Figure 10.8 Covalent modification of pyruvate kinase results in inactivation of the
enzyme. [Note: Only the hepatic isozyme is subject to covalent regulation.] OAA =
oxaloacetate; PEP = phosphoenolpyruvate; cAMP = cyclic AMP; PPi = pyrophosphate; P =
phosphate.

A. Glucagon
This peptide hormone from the a cells of pancreatic islets (see p. 313) stimulates
gluconeogenesis by three mechanisms.
1. Changes in allosteric effectors: Glucagon lowers the level of fructose 2,6-
bisphosphate, resulting in activation of fructose 1,6-bisphosphatase and inhibition of
PFK-1, thus favoring gluconeogenesis over glycolysis (see Figure 10.5). [Note: See
p. 99 for the role of fructose 2,6-bisphosphate in the regulation of glycolysis.]
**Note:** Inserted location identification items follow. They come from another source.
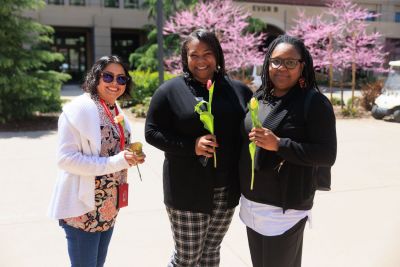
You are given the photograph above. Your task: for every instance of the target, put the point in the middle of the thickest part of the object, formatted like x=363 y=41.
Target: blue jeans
x=87 y=249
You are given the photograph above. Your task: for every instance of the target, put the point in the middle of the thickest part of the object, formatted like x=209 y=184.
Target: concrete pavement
x=357 y=224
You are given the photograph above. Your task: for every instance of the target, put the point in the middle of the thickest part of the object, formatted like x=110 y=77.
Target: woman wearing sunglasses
x=93 y=163
x=288 y=145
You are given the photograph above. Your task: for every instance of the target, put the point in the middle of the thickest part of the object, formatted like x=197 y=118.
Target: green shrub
x=370 y=92
x=27 y=85
x=145 y=83
x=349 y=111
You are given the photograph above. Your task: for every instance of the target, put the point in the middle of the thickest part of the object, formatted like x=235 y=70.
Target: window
x=124 y=42
x=55 y=2
x=131 y=3
x=111 y=3
x=397 y=16
x=77 y=2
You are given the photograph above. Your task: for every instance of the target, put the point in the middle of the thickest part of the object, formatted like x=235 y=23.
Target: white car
x=388 y=103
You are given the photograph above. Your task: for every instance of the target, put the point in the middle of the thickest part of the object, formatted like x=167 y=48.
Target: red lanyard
x=120 y=129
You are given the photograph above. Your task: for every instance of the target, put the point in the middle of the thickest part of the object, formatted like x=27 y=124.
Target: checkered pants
x=198 y=236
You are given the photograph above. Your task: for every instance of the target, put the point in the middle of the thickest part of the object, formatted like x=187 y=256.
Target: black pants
x=277 y=251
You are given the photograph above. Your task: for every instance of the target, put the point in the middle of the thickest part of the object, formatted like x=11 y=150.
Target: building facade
x=88 y=29
x=279 y=16
x=85 y=30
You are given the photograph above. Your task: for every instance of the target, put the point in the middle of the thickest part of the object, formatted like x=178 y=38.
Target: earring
x=302 y=83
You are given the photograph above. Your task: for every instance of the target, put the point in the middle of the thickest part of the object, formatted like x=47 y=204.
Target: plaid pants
x=198 y=236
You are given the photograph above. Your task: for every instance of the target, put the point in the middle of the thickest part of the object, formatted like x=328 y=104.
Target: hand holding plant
x=253 y=108
x=206 y=116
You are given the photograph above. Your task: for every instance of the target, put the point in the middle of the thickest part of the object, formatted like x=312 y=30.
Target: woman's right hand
x=134 y=159
x=205 y=145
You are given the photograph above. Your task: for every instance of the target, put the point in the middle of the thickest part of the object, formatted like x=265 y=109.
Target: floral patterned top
x=103 y=216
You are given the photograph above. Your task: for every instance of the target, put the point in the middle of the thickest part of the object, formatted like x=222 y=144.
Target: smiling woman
x=197 y=195
x=289 y=148
x=93 y=163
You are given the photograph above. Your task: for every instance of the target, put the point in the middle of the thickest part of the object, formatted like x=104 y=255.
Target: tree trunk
x=341 y=93
x=353 y=82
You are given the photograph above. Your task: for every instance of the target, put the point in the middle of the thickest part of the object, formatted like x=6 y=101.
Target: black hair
x=211 y=40
x=308 y=71
x=92 y=77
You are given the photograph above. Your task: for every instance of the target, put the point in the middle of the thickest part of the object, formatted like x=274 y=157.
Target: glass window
x=77 y=2
x=123 y=43
x=131 y=3
x=397 y=16
x=55 y=2
x=111 y=3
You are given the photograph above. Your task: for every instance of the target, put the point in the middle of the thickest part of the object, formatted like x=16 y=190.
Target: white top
x=79 y=143
x=269 y=220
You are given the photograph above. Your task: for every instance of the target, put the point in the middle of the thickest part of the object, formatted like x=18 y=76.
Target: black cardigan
x=173 y=126
x=302 y=145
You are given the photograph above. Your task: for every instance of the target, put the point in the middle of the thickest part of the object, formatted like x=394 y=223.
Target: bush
x=145 y=83
x=349 y=111
x=27 y=85
x=352 y=110
x=370 y=92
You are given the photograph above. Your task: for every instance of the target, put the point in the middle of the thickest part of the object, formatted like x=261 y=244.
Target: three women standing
x=199 y=198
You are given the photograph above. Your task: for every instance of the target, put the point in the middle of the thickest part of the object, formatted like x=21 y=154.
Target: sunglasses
x=289 y=63
x=109 y=78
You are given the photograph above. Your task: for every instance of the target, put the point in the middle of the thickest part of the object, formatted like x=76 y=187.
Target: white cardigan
x=78 y=159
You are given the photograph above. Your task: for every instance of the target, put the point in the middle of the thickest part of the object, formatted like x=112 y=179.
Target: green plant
x=369 y=92
x=140 y=110
x=145 y=83
x=27 y=85
x=349 y=111
x=336 y=101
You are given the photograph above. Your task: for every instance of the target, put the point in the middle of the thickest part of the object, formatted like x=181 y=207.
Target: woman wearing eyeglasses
x=288 y=145
x=93 y=163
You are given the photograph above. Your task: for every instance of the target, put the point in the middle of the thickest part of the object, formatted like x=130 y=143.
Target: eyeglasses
x=109 y=78
x=290 y=63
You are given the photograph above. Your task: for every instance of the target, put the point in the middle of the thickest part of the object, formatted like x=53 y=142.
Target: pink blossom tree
x=228 y=21
x=349 y=45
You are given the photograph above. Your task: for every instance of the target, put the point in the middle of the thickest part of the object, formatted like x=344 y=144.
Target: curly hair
x=92 y=77
x=211 y=40
x=308 y=71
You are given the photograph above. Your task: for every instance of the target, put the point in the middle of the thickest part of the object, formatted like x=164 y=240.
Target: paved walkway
x=357 y=224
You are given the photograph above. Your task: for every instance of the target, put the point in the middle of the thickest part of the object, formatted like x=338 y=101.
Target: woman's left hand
x=264 y=138
x=134 y=159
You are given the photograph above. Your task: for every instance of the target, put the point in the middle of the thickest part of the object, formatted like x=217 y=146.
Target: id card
x=123 y=190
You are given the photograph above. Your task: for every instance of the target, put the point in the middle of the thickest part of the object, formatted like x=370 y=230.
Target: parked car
x=388 y=103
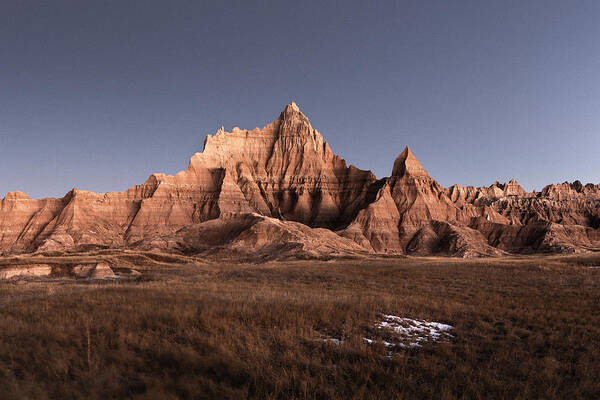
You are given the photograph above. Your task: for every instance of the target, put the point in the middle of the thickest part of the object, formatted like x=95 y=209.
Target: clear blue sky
x=99 y=94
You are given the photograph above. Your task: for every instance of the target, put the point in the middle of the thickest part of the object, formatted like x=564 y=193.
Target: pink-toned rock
x=269 y=190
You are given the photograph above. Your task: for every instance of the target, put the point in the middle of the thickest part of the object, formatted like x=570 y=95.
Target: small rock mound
x=97 y=271
x=26 y=271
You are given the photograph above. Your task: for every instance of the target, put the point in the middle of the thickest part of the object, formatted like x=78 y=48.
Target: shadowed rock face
x=269 y=190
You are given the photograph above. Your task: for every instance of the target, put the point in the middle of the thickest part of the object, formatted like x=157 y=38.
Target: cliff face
x=272 y=189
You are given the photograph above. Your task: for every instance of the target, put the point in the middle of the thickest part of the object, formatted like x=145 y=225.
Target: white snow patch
x=410 y=332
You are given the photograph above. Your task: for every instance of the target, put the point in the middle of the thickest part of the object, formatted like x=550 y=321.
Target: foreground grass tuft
x=524 y=328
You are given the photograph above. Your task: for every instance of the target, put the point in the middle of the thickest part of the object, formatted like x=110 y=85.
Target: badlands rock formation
x=281 y=192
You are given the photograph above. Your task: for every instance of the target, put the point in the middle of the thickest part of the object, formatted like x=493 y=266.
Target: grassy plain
x=525 y=327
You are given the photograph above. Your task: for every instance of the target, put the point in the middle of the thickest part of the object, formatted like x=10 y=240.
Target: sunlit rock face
x=282 y=190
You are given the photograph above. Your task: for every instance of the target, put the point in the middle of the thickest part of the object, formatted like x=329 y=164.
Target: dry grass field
x=524 y=327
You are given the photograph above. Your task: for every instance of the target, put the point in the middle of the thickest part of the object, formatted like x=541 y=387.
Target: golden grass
x=525 y=327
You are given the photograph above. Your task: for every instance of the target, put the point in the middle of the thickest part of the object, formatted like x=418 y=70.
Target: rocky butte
x=280 y=192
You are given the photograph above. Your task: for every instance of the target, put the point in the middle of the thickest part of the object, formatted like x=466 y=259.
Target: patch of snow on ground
x=411 y=332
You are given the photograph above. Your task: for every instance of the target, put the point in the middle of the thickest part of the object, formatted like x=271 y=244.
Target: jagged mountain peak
x=407 y=165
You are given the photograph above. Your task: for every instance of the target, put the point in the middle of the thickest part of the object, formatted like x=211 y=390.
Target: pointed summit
x=407 y=164
x=290 y=111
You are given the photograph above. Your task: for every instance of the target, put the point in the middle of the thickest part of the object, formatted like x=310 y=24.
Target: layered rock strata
x=281 y=190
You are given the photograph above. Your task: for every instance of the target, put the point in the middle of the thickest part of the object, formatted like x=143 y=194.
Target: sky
x=99 y=94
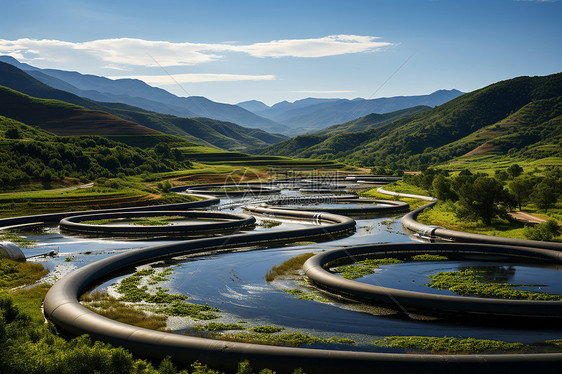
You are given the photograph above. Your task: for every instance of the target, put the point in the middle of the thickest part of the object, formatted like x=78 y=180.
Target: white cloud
x=121 y=53
x=196 y=78
x=327 y=46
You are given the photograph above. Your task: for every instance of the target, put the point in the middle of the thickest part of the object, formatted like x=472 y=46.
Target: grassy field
x=490 y=163
x=443 y=214
x=40 y=202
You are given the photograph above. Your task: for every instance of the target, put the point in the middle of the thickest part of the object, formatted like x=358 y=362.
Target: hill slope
x=315 y=114
x=62 y=118
x=137 y=93
x=525 y=109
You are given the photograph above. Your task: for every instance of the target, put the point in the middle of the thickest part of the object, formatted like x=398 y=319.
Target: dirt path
x=526 y=217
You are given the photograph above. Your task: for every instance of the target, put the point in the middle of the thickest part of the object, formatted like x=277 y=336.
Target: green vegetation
x=269 y=223
x=110 y=307
x=301 y=295
x=479 y=203
x=518 y=118
x=373 y=194
x=218 y=326
x=195 y=311
x=428 y=257
x=267 y=329
x=133 y=292
x=30 y=346
x=47 y=158
x=543 y=231
x=291 y=266
x=14 y=273
x=449 y=345
x=18 y=240
x=294 y=339
x=473 y=283
x=364 y=267
x=140 y=221
x=106 y=193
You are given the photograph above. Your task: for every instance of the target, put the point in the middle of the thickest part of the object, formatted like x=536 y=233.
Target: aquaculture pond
x=233 y=286
x=415 y=275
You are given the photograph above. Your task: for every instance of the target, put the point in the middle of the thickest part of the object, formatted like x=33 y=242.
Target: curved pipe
x=458 y=305
x=63 y=308
x=56 y=217
x=410 y=223
x=383 y=206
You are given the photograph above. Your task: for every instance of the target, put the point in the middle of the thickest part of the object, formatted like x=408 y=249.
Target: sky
x=232 y=51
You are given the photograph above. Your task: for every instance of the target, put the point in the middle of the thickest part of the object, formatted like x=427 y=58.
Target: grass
x=195 y=311
x=490 y=163
x=443 y=214
x=470 y=282
x=110 y=307
x=131 y=290
x=365 y=267
x=449 y=345
x=428 y=257
x=293 y=339
x=403 y=187
x=140 y=221
x=267 y=329
x=15 y=274
x=302 y=295
x=373 y=194
x=291 y=266
x=219 y=326
x=39 y=202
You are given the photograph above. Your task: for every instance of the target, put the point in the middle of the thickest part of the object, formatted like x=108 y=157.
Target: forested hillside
x=203 y=131
x=31 y=154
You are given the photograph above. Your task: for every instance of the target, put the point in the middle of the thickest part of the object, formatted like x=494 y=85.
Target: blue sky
x=232 y=51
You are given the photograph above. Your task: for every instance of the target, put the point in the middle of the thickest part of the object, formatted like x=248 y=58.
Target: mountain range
x=520 y=117
x=133 y=125
x=307 y=115
x=139 y=94
x=301 y=116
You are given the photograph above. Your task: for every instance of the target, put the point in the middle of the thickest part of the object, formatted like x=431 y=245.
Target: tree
x=480 y=199
x=12 y=133
x=544 y=196
x=544 y=231
x=514 y=171
x=521 y=188
x=441 y=188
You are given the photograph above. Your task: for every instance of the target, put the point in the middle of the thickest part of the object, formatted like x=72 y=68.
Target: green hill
x=62 y=118
x=519 y=116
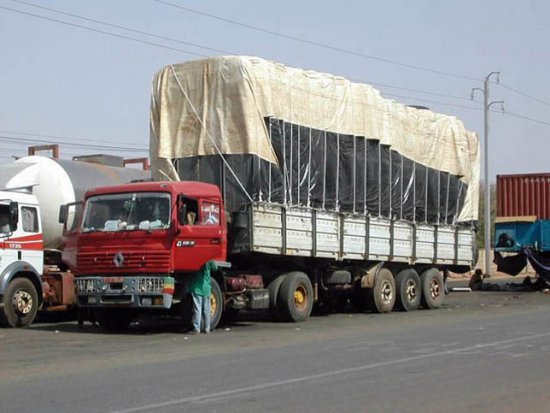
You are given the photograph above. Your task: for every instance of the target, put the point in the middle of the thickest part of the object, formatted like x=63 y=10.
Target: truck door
x=70 y=230
x=201 y=236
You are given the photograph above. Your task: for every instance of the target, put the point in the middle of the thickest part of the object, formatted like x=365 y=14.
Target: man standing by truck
x=201 y=290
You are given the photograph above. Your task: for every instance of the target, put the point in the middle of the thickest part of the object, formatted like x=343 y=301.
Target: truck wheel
x=408 y=290
x=295 y=299
x=433 y=288
x=216 y=304
x=274 y=287
x=20 y=302
x=381 y=297
x=114 y=319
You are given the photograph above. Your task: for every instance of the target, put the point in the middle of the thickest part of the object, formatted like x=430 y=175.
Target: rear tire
x=115 y=319
x=381 y=297
x=274 y=286
x=433 y=288
x=295 y=298
x=20 y=303
x=408 y=290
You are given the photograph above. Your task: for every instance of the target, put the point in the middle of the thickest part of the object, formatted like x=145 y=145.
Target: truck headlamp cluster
x=150 y=285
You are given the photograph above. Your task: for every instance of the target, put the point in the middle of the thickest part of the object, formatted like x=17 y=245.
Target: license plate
x=109 y=280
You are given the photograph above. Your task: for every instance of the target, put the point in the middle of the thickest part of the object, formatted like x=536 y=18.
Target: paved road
x=482 y=352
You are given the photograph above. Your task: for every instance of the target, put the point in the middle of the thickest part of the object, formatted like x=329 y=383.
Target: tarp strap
x=210 y=136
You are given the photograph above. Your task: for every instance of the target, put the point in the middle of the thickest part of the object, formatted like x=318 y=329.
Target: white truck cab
x=21 y=257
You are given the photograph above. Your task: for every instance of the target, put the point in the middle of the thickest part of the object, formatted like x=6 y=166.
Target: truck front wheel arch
x=21 y=302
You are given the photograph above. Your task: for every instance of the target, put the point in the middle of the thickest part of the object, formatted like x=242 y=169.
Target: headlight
x=150 y=285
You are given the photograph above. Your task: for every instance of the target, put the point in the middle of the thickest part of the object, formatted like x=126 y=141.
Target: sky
x=66 y=77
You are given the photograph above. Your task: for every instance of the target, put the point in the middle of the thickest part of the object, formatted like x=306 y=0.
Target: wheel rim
x=22 y=302
x=435 y=290
x=213 y=305
x=386 y=292
x=300 y=298
x=410 y=290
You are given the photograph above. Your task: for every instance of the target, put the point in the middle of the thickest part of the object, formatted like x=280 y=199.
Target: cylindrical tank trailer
x=57 y=182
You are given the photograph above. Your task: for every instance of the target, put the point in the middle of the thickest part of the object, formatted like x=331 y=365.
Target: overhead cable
x=318 y=44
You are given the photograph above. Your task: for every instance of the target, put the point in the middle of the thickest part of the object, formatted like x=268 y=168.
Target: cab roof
x=187 y=188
2. Covalent modification of enzyme activity: Glucagon binds its G protein–coupled
receptor (see p. 95) and, via an elevation in cyclic AMP (cAMP) level and cAMP-
dependent protein kinase activity, stimulates the conversion of hepatic PK to its
inactive (phosphorylated) form. This decreases the conversion of PEP to pyruvate,
which has the effect of diverting PEP to the synthesis of glucose (Figure 10.8).
3. Induction of enzyme synthesis: Glucagon increases the transcription of the gene
for PEP-carboxykinase, thereby increasing the availability of this enzyme as levels of
its substrate rise during fasting. [Note: Glucocorticoids also increase expression of
the gene, whereas insulin decreases expression.]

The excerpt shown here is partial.